I'd recommend a red chromogen (AEC instead of DAB)- simply because it will be easier to see and quantify the macrophages. An alternative marker may be CD11b.

I do this stain on a regular basis. Here is the stream-lined version that I use:

1) low pH heat-retrieval in a citrate buffer

2) H2O2 blocking for 5 min, avidin/biotin and protein blocks, 10 min ea

3) F4/80 1:100 for 30 min

4) D-a-Rat 1:100 15 min

5) LSAB2-SA, 15 min

6) DAB development, 10 min (hemotoxylin counter stain)

TBS wash between each step of course ( I just use two fresh baths of TBS, fully flush slides, remove and continue).

One thing is to be sure you have a good positive control!

Thank you everyone for your suggestion.

I used basically the same protocol except missing the TritonX-100 step, and I failed to detect macrophages in my paraffin-fixed kidney sections. Is the step TritonX-100 treatment very critical for detection of F4/80?

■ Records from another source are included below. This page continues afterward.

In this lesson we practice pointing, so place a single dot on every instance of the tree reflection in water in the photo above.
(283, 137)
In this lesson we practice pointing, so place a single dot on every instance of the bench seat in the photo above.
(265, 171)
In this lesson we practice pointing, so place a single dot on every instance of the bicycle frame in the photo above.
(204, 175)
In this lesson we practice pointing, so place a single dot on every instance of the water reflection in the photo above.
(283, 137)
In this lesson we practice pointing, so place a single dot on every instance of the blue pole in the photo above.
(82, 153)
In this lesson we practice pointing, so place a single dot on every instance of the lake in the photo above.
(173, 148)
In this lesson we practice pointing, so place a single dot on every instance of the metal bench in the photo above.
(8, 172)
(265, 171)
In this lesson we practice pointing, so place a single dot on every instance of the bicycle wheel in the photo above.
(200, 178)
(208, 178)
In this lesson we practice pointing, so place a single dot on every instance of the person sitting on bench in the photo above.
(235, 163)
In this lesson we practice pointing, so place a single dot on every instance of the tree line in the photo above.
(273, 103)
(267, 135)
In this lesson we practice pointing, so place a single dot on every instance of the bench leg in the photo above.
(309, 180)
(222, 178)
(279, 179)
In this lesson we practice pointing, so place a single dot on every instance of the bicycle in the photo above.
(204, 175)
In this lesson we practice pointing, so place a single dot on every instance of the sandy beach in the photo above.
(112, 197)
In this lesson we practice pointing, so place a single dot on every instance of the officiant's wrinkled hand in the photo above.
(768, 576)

We do not use triton-X in our protocol. I have found older sections do not stain as well as freshly cut ones.

I also notice the same issue that older sections are difficult to stain. However, in my case, I parallelly stained the same batch of sections with F4/80 and vimentin. Vimentine was stained well, but F4/80, I did not get any staining at all. So I am wondering if F4/80 staining requires any special processing.  

I have tried  F4/80 by immunoflource staining and I got good results  but never  get result by IHC

You might try increasing the antigen retrieval time from 20 min to 40 min. This works for older tissues that I often get in TMAs

Thank you very much for your suggestion, Constance! I will try on my sections.